最高裁判所第二小法廷 昭和30年(オ)862号 判決 1958年3月28日
主文
本件上告を棄却する。
上告費用は上告人等の負担とする。
理由
上告代理人河田広、同中川清太郎の上告理由について。
物品税は物品税法が施行された当初(昭和四年四月一日)においては消費税として出発したものであるが、その後次第に生活必需品その他いわゆる資本的消費財も課税品目中に加えられ、現在の物品税法(昭和一五年法律第四〇号)が制定された当時、すでに、一部生活必需品(たとえば燐寸)(第一条第三種一)や「撞球台」(第一条第二種甲類一一)「乗用自動車」(第一条第二種甲類一四)等の資本財もしくは資本財たり得べきものも課税品目として掲げられ、その後の改正においてさらにこの種の品目が数多く追加されたこと、いわゆる消費的消費財と生産的消費財との区別はもともと相対的なものであつて、バチンコ球遊器も自家用消費財としての性格をまつたく持つていないとはいい得ないこと、その他第一、二審判決の掲げるような理由にかんがみれば、社会観念上普通に遊戯具とされているパチンコ球遊器が物品税法上の「遊戯具」のうちに含まれないと解すことは困難であり、原判決も、もとより、所論のように、単に立法論としてパチンコ球遊器を課税品目に加えることの妥当性を論じたものではなく、現行法の解釈として「遊戯具」中にパチンコ球遊器が含まれるとしたものであつて、右判断は、正当である。

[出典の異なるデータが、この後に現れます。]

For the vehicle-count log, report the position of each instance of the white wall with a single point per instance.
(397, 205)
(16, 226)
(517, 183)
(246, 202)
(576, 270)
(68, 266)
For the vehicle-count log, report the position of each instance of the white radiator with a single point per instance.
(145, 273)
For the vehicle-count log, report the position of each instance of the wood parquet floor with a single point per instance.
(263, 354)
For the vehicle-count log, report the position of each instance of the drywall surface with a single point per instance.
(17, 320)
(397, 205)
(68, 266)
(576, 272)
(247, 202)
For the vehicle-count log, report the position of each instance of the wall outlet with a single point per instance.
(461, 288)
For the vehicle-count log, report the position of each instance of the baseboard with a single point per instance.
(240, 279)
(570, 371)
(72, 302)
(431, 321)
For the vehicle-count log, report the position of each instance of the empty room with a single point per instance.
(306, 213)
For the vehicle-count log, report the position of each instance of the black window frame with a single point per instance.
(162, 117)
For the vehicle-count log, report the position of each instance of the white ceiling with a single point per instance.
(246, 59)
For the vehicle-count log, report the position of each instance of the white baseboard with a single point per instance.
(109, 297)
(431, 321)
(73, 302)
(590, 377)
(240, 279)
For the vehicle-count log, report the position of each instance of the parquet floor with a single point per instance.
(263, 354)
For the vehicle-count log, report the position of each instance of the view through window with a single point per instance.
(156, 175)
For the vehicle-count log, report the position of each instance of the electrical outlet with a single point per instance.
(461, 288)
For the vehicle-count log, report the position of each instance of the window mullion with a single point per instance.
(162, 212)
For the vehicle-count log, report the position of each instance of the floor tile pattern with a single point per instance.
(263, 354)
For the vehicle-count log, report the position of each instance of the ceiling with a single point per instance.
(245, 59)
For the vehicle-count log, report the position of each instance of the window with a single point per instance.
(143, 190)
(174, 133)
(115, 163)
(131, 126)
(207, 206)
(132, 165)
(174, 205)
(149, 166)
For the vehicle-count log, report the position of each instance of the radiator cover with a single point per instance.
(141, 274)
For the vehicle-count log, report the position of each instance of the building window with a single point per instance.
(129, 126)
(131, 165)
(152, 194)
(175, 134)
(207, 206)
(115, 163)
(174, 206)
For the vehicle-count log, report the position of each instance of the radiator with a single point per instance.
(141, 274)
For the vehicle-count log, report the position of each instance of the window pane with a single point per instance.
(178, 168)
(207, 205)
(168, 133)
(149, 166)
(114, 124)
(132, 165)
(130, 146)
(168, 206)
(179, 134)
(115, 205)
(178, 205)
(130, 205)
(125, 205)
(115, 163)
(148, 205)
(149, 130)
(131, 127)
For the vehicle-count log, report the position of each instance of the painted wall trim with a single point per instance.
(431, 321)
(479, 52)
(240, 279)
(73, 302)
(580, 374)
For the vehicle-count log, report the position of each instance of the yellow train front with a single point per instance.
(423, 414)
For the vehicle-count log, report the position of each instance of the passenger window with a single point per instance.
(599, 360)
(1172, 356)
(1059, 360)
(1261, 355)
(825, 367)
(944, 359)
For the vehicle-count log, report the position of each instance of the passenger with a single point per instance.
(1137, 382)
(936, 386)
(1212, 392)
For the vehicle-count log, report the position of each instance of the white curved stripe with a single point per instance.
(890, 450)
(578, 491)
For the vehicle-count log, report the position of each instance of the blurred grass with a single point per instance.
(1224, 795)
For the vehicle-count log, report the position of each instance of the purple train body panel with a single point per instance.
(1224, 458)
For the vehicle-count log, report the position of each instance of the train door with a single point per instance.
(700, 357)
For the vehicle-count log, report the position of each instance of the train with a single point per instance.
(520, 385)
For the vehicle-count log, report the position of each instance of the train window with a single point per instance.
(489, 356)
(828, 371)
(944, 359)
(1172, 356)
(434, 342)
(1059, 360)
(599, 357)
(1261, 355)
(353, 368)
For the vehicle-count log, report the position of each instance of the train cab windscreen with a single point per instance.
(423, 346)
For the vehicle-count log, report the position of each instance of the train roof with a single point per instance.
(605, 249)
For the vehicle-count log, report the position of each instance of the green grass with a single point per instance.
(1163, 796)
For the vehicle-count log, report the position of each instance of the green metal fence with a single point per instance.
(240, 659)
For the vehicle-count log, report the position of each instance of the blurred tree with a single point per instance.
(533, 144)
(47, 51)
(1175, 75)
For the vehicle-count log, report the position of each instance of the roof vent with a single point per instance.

なお、論旨は、通達課税による憲法違反を云為しているが、本件の課税がたまたま所論通達を機縁として行われたものであつても、通達の内容が法の正しい解釈に合致するものである以上、本件課税処分は法の根拠に基く処分と解するに妨げがなく、所論違憲の主張は、通達の内容が法の定めに合致しないことを前提とするものであつて、採用し得ない。
従つて、本件賦課処分を当然無効であると断ずることはできないとした第一審判決を支持した原判決は正当であつて論旨は理由がない。
よつて、民訴四〇一条、九五条、八九条に従い、裁判官全員の一致で、主文のとおり判決する。